Thursday, July 2, 2026

 


A REDENÇÃO PELA ARTE CULINÁRIA

Alan Watts

Resumo

Neste texto, Alan Watts reflete sobre a relação entre a vida, a morte e a alimentação. O autor explica que todos os seres vivos dependem da morte de outros para sobreviver, o que faz da existência um ciclo inevitável de sacrifício e transformação.

Watts questiona se este sistema é justo e se existe uma forma de escapar ao sofrimento que ele provoca. Considera que o vegetarianismo não resolve completamente o problema, pois também as plantas são seres vivos. Assim, conclui que viver implica sempre causar a morte de outros seres.
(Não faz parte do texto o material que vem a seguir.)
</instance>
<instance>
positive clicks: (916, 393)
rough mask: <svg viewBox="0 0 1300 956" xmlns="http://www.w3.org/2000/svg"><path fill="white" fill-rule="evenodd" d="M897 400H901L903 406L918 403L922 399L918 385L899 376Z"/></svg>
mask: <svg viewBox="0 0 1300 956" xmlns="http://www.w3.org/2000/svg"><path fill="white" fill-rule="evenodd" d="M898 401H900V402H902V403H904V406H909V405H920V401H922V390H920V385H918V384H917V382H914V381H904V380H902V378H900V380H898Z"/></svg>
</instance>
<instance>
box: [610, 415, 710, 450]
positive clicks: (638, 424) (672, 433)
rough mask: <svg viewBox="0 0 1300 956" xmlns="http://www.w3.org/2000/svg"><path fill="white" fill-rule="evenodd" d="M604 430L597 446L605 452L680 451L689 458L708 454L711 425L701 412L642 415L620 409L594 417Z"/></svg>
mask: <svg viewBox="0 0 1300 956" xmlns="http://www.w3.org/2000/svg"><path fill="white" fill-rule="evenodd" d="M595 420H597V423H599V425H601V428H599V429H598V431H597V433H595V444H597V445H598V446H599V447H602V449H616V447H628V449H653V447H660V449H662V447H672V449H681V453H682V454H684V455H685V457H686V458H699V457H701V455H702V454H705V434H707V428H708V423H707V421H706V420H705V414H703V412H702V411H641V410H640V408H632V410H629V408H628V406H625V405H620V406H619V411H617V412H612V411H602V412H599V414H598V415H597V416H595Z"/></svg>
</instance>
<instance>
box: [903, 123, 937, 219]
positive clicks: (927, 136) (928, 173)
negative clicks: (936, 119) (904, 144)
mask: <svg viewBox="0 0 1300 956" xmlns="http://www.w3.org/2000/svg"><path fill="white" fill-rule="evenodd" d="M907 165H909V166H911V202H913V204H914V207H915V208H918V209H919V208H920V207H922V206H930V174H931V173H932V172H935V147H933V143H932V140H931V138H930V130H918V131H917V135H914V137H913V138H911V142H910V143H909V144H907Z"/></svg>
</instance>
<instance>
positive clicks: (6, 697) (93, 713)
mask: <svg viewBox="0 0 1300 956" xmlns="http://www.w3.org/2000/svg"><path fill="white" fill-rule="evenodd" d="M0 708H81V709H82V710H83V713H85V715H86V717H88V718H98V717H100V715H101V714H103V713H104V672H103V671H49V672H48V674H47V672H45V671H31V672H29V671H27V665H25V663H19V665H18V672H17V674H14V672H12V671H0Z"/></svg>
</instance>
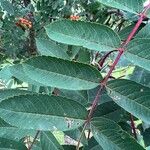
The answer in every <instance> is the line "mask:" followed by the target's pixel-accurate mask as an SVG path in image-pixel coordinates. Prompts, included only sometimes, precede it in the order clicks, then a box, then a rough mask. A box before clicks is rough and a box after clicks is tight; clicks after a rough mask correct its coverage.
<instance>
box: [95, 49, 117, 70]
mask: <svg viewBox="0 0 150 150" xmlns="http://www.w3.org/2000/svg"><path fill="white" fill-rule="evenodd" d="M115 51H117V50H113V51H110V52H108V53H107V54H105V55H104V56H103V57H102V58H101V59H100V60H99V62H98V64H99V65H100V66H101V67H103V65H104V62H105V60H106V59H107V58H108V56H109V55H110V54H111V53H113V52H115Z"/></svg>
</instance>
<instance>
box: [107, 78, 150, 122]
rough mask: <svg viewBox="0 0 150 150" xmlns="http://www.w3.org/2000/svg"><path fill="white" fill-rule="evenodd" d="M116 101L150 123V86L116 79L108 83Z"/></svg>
mask: <svg viewBox="0 0 150 150" xmlns="http://www.w3.org/2000/svg"><path fill="white" fill-rule="evenodd" d="M107 89H108V93H109V95H110V96H111V97H112V98H113V99H114V102H115V103H117V104H118V105H119V106H121V107H122V108H124V109H125V110H126V111H128V112H130V113H131V114H133V115H134V116H136V117H137V118H139V119H141V120H143V121H144V122H146V123H150V117H149V116H150V88H148V87H145V86H143V85H141V84H138V83H136V82H134V81H130V80H125V79H122V80H120V79H119V80H114V81H110V82H109V83H108V85H107Z"/></svg>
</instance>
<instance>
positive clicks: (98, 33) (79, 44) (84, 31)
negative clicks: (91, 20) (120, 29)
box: [45, 20, 120, 51]
mask: <svg viewBox="0 0 150 150" xmlns="http://www.w3.org/2000/svg"><path fill="white" fill-rule="evenodd" d="M45 29H46V32H47V35H48V36H49V38H51V39H52V40H55V41H57V42H61V43H65V44H70V45H77V46H83V47H85V48H88V49H91V50H96V51H110V50H114V49H116V48H118V47H119V44H120V38H119V36H118V35H117V34H116V33H115V32H114V31H113V30H112V29H110V28H108V27H107V26H104V25H100V24H96V23H90V22H82V21H70V20H61V21H56V22H53V23H51V24H50V25H48V26H46V27H45Z"/></svg>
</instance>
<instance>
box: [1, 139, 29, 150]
mask: <svg viewBox="0 0 150 150" xmlns="http://www.w3.org/2000/svg"><path fill="white" fill-rule="evenodd" d="M0 149H2V150H27V148H26V147H25V145H23V144H22V143H20V142H17V141H13V140H9V139H6V138H0Z"/></svg>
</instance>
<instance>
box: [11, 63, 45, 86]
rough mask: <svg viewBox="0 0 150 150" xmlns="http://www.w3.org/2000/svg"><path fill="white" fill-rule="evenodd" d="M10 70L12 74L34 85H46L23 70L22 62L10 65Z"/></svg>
mask: <svg viewBox="0 0 150 150" xmlns="http://www.w3.org/2000/svg"><path fill="white" fill-rule="evenodd" d="M10 72H11V74H12V76H14V77H16V78H17V79H19V80H21V81H24V82H27V83H30V84H32V85H37V86H44V85H43V84H42V83H39V82H38V81H35V80H34V79H31V78H30V77H29V76H28V75H27V74H26V72H25V71H24V70H23V67H22V65H21V64H17V65H14V66H11V67H10Z"/></svg>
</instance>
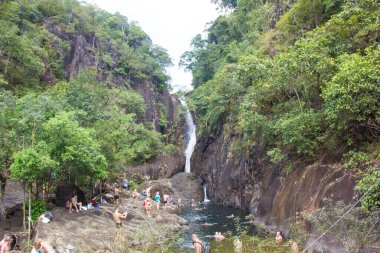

Perante esta realidade, o autor apresenta três princípios: aceitar a responsabilidade de matar para viver e fazê-lo com o mínimo de sofrimento possível; tratar os animais e as plantas destinados à alimentação com respeito e amor; e honrar os seres que morreram para nos alimentar, preparando e apreciando a comida da melhor forma possível.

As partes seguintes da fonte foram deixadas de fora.